Cushman on Intestate Succession and Polygamous Mormons

Barry Cushman, Notre Dame Law School, has published from his backlist Intestate Succession in a Polygamous Society, published in the Connecticut Law Review 23 (1991).  Here is the abstract:
The pursuit of polygamous unions by members of the Church of Jesus Christ of Latter-Day Saints in nineteenth-century Utah posed challenges for the law of the family unique in the annals of American legal history. The exotic familial relationships generated by plural marriages created novel and peculiar problems for the traditional law of intestacy. Mormon leaders, in an effort to avoid these problems, urged their polygamous brethren to make wills. Many polygamists, however, either neglected to plan their estates or were actively opposed to doing so. Mormon legislators accordingly sought to craft statutory schemes that would accommodate the peculiar inheritance needs of polygamous families. These statutes ultimately became a point of contention between the Utah assembly and Congress; between the Utah assembly and the Utah courts; and, not surprisingly, among the Mormons themselves.

This dispute between Congress and the Utah legislative assembly was ancillary to the larger dispute between those two bodies over polygamy in general.
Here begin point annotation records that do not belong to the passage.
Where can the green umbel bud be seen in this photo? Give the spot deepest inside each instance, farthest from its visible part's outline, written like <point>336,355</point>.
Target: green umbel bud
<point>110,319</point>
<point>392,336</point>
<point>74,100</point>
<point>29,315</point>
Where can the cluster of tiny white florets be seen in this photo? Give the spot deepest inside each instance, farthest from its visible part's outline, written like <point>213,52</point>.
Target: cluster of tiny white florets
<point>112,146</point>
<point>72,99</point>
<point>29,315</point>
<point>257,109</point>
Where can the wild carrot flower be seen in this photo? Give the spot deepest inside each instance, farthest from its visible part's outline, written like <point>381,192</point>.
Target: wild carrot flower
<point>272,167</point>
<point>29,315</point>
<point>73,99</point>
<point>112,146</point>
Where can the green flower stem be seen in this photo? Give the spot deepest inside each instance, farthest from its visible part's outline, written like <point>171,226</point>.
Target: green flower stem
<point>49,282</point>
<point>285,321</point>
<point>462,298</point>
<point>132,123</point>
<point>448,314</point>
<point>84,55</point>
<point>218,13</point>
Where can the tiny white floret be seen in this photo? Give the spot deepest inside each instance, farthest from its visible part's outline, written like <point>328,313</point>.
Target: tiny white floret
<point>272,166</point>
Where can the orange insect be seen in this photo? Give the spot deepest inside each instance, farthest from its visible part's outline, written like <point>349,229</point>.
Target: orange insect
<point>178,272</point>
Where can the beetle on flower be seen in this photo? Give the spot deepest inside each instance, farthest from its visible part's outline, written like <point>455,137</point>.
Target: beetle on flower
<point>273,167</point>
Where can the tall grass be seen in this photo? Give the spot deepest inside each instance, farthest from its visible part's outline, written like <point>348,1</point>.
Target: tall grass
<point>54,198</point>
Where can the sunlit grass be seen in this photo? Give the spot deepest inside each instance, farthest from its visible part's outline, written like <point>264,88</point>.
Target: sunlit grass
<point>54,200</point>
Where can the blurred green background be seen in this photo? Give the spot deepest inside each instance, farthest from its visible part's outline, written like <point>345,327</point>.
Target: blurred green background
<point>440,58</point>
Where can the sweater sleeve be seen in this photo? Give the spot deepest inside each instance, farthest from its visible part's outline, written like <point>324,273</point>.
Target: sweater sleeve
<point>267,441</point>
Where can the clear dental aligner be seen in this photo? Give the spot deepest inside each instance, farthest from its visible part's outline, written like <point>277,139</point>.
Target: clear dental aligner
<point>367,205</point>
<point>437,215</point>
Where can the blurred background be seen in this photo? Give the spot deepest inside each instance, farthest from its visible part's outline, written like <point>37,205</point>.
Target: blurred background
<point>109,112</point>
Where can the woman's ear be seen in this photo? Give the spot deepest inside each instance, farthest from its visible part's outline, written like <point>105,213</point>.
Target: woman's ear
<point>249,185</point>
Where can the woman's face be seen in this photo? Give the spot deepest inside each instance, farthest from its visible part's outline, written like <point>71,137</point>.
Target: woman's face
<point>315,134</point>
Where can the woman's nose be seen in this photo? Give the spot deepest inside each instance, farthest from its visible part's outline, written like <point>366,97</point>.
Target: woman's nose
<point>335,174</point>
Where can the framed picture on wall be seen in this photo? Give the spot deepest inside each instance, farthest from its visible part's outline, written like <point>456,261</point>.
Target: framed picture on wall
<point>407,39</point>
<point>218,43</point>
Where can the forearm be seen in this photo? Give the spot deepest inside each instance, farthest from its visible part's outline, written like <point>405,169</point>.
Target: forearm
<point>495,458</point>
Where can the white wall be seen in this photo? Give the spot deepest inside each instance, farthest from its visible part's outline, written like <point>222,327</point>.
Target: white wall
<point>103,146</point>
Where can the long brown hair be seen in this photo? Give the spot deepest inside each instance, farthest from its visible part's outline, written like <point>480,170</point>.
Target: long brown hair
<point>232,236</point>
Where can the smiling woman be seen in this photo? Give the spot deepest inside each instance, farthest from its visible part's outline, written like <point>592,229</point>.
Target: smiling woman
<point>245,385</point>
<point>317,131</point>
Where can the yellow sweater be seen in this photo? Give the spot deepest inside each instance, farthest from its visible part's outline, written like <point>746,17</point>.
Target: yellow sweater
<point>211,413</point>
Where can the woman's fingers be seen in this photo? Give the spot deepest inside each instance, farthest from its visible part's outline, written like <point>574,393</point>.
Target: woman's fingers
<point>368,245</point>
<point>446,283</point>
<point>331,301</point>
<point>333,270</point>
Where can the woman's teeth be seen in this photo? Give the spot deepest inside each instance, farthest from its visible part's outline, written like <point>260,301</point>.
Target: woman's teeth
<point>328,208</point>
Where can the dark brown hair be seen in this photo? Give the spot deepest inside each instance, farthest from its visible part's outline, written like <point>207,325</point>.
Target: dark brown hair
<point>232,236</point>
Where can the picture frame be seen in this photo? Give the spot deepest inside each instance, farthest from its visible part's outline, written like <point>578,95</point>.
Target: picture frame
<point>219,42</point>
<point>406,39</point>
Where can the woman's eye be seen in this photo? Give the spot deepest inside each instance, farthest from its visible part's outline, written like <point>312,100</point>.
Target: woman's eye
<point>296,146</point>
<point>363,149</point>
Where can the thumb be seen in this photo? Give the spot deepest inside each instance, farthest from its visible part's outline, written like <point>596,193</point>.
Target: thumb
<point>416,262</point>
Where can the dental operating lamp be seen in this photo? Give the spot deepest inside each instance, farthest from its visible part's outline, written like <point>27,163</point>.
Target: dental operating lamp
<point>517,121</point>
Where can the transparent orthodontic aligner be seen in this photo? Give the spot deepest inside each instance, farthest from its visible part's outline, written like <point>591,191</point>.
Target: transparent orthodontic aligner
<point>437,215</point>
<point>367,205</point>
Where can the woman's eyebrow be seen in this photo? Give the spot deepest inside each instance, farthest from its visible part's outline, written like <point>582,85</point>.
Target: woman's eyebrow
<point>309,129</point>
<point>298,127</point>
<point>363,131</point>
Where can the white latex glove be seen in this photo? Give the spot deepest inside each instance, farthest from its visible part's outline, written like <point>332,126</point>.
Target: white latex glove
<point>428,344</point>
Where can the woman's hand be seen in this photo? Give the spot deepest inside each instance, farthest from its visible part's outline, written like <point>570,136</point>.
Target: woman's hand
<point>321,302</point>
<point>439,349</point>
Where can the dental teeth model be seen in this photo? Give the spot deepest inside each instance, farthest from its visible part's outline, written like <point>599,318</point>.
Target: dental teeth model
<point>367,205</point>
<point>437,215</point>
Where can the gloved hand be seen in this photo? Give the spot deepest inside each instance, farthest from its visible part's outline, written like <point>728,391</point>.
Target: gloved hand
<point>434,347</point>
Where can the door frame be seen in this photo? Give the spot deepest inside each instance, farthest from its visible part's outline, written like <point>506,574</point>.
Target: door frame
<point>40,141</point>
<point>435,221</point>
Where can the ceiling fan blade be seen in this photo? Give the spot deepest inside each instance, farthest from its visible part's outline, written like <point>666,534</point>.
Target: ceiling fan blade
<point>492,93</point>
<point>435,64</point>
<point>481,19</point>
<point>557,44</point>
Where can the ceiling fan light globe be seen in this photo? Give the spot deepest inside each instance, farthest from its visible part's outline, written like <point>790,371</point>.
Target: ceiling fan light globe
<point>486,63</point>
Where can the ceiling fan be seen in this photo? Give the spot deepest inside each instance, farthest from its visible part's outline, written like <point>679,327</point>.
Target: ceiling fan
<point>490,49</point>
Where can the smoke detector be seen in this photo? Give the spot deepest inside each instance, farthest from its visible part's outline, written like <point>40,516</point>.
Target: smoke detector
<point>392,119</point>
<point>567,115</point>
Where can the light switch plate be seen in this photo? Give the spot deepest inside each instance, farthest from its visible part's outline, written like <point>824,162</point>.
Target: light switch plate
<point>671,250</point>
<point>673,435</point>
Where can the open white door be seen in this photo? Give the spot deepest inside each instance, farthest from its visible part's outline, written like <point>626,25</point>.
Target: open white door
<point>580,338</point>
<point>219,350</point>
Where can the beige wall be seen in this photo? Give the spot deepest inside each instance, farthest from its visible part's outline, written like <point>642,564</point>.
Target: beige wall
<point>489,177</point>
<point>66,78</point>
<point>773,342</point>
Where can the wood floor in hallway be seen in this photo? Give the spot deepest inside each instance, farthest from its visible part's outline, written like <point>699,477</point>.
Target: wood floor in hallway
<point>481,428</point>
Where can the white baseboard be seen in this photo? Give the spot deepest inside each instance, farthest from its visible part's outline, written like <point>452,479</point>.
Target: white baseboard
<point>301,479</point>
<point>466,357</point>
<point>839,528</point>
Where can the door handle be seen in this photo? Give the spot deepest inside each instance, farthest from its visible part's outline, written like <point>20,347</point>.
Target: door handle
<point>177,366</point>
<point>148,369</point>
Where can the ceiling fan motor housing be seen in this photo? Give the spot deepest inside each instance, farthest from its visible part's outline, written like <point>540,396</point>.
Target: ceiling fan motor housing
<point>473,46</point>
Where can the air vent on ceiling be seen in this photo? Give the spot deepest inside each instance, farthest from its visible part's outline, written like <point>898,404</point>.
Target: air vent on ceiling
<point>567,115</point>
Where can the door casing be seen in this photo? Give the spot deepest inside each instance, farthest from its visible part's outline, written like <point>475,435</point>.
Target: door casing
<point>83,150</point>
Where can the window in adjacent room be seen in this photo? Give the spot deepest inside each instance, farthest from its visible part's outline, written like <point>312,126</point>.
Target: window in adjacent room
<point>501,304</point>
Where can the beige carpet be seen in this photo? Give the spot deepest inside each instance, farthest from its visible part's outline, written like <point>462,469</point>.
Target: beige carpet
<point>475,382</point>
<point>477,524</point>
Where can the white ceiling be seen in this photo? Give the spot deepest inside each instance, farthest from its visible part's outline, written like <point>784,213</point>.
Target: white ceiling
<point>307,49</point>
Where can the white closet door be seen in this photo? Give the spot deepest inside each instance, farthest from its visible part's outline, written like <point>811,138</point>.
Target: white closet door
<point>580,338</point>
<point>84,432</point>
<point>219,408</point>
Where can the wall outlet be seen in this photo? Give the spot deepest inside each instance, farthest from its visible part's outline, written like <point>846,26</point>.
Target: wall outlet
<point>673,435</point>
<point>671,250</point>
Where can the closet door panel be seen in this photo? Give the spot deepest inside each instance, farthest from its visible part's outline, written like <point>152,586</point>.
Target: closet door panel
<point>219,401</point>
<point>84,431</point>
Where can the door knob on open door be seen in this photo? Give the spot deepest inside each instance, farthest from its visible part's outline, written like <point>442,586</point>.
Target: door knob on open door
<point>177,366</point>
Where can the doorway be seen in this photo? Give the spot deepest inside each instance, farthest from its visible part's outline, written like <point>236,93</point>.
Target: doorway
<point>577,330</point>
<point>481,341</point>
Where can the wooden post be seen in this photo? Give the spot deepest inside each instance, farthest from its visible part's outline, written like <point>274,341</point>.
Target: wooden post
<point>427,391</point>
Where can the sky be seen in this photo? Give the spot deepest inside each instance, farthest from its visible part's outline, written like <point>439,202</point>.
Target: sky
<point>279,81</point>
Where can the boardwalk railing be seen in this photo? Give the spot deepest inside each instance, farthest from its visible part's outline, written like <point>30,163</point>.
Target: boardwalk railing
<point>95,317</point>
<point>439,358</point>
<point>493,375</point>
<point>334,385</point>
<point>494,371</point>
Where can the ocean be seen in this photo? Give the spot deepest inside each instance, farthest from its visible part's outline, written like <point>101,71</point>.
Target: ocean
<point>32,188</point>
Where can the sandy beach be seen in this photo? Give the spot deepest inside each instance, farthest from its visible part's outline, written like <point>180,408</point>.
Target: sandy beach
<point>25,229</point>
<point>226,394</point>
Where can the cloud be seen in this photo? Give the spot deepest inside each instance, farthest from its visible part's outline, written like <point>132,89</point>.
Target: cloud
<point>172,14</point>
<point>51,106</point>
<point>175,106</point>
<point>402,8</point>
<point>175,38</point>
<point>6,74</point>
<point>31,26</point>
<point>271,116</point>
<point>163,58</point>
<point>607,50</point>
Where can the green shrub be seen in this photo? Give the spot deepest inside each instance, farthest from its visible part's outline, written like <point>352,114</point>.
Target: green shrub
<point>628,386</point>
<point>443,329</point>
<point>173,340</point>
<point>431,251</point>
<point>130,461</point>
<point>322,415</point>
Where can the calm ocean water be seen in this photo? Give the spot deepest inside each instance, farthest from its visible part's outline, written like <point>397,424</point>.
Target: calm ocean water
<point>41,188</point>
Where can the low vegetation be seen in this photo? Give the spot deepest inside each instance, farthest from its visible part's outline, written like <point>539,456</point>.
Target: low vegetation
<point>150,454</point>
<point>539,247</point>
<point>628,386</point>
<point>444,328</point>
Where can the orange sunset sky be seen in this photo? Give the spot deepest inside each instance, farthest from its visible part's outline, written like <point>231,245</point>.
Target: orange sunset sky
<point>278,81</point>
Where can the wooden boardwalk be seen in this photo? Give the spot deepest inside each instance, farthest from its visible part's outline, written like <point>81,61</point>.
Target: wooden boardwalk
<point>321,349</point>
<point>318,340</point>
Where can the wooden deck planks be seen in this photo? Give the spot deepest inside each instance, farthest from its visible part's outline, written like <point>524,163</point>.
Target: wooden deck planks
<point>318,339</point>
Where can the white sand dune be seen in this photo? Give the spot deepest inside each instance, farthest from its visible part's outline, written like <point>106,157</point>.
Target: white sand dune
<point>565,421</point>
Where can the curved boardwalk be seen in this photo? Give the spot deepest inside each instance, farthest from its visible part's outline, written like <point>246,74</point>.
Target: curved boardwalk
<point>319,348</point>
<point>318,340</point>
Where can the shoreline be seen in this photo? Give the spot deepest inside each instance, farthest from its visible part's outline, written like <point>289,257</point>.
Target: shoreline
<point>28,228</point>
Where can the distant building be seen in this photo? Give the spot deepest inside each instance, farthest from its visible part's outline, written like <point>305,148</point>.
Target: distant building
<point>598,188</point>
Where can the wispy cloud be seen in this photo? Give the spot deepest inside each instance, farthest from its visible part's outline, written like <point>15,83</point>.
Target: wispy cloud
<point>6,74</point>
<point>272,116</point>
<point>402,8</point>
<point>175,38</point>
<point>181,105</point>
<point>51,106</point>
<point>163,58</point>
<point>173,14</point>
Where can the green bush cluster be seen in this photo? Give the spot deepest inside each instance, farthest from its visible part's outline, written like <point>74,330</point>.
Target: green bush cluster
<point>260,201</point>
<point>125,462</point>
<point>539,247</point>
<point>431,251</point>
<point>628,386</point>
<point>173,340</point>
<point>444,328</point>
The federal government had never looked favorably on plural marriage. In 1862, Congress made polygamy a felony in the territories, while the Justice Department initiated vigorous prosecution of offenders. In 1882, Congress disfranchised and disqualified from public office all polygamists and their wives. A congressional act of 1887 revoked the Mormon Church's corporate charter, confiscated much of the Church's property, and disfranchised all Utah women. Additionally, Utah was repeatedly denied statehood status due to the Church's refusal to repudiate the doctrine of plural marriage.

During Utah's territorial period, the great majority of its judges were federally appointed. Given the federal government's devotion to the eradication of polygamy, it is not surprising that many of the judges appointed to the Utah bench were hostile to plural marriage. This hostility was occasionally manifested in cases involving the estates of intestate polygamists. Ironically, when Utah finally achieved statehood, the plural families of polygamist decedents fared no better under an elective state judiciary than they had under its territorial predecessor.

But the Utah courts would never have had occasion to hear these cases had they not been litigated among the Mormons themselves. For much of the territorial period, such disputes had been handled by the Church's system of ecclesiastical courts. By 1890, however, Mormon society had undergone transformations that had diminished the viability of the theocratic commonwealth and of polygamy as an institution. The history of the law of intestacy in Utah during this period serves as a small illustration of the demise of a way of life.